It’s already shaping up to be a golden year for our faculty
We’re only in April, but it has already been another award-winning year for our faculty. In March, Professor Emeritus Quintard Taylor was awarded a lifetime achievement award from the Washington State Historical Society. He received the society’s Robert Gray Medal for 2017 in recognition of his “far-reaching commitment to researching, preserving and promoting the history of African-Americans in the Pacific Northwest.”
Professor Taylor received this award after more than four decades of teaching and research. It adds to a long list of accolades that stand as a testament to his extensive work and career. He is the Scott and Dorothy Bullitt Professor of History at the University of Washington and has published extensively on African American history. His books include The Forging of a Black Community: Seattle’s Central District, from 1870 through the Civil Rights Era (UW Press, 1994) and In Search of the Racial Frontier: African Americans in the American West, 1528–1990 (Norton, 1999). He is also the founder of BlackPast.org, an online reference guide to African American history, where users have access to thousands of stories from the African American past.

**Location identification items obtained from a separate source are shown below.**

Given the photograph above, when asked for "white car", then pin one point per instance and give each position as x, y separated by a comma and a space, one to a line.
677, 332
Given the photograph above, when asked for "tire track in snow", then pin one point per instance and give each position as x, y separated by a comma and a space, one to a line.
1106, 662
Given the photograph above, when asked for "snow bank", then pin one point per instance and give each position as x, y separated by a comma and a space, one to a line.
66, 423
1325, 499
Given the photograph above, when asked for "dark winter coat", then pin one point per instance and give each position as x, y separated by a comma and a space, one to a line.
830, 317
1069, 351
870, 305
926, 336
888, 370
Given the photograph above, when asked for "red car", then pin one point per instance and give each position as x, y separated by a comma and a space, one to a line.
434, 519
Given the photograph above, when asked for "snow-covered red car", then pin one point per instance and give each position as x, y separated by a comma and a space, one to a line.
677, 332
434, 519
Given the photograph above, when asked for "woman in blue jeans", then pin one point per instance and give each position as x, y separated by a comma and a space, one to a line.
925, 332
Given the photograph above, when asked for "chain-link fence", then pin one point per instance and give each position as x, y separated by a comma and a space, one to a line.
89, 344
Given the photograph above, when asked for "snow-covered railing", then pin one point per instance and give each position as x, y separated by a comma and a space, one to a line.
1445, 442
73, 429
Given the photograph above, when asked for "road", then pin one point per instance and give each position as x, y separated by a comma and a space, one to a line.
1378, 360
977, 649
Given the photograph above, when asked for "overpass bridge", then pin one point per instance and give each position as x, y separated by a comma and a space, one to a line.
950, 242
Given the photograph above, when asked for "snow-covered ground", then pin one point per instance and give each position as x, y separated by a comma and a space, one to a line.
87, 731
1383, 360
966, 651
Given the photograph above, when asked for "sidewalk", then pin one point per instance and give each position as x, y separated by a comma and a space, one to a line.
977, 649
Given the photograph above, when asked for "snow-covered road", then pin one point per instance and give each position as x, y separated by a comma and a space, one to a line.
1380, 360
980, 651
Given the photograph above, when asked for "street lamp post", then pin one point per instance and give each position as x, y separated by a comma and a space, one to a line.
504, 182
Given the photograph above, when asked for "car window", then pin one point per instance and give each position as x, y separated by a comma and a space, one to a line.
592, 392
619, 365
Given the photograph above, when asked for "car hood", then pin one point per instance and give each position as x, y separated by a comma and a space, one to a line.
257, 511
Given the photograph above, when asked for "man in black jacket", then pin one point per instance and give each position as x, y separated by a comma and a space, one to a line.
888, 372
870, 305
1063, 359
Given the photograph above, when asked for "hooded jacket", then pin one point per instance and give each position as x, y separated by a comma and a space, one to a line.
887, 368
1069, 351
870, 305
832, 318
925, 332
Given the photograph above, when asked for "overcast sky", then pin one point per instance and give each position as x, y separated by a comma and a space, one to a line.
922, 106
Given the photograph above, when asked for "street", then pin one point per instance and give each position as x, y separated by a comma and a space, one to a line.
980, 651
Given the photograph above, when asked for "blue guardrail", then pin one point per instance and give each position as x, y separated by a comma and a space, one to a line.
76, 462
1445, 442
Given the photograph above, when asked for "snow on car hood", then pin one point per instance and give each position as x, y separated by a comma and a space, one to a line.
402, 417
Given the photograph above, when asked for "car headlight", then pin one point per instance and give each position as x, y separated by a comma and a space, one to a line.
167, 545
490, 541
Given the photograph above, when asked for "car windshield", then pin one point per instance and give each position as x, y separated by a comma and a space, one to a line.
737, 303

To mark the award Professor Taylor sat down with UW News to talk about the contemporary importance of his work on race and ethnicity. In the interview, he encouraged people to take “the long view” when it comes to assessing racial justice and politics in the era of Trump. He continued, “This kind of angst we’re in now, the moment we’re in, didn’t come out of a vacuum or thin air. President Trump’s not even responsible for it. This is a long, long history that has been going on in this country, north, south, east, and west.” The full interview can be read online.
Big congratulations are also due to one of the Department of History’s more recent hires, Laurie Marhoefer. At the start of the year Marhoefer’s article “How Should We Protest Neo-Nazis? Lessons from German History” was chosen by editors and readers of the independent news website The Conversation US as their most memorable piece of 2017.

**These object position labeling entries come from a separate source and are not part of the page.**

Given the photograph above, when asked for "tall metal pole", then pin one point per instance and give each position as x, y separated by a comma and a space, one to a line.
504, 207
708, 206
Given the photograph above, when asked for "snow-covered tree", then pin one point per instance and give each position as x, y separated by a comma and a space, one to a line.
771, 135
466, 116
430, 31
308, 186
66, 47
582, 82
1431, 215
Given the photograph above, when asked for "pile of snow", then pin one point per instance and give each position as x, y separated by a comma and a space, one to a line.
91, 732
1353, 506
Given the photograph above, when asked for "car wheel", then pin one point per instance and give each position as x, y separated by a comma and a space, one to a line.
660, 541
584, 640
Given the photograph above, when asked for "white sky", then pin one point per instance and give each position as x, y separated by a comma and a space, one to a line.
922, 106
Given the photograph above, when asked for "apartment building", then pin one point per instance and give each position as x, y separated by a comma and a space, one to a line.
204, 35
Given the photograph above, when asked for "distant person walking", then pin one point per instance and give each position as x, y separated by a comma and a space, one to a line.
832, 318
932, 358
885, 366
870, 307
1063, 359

In this thought-provoking article Marhoefer brings her experience as a historian of Weimar and Nazi Germany to bear on current debates surrounding the rise of neo-Nazism in today’s fractured America; specifically, she addresses how to best confront and tackle the issue. She concludes that the history of the Third Reich teaches us that reacting violently to alt-right provocation serves more to benefit its initiators than anyone else. The article was reprinted widely and read by more than a quarter of a million people. It’s shaping up to be another golden year for our faculty!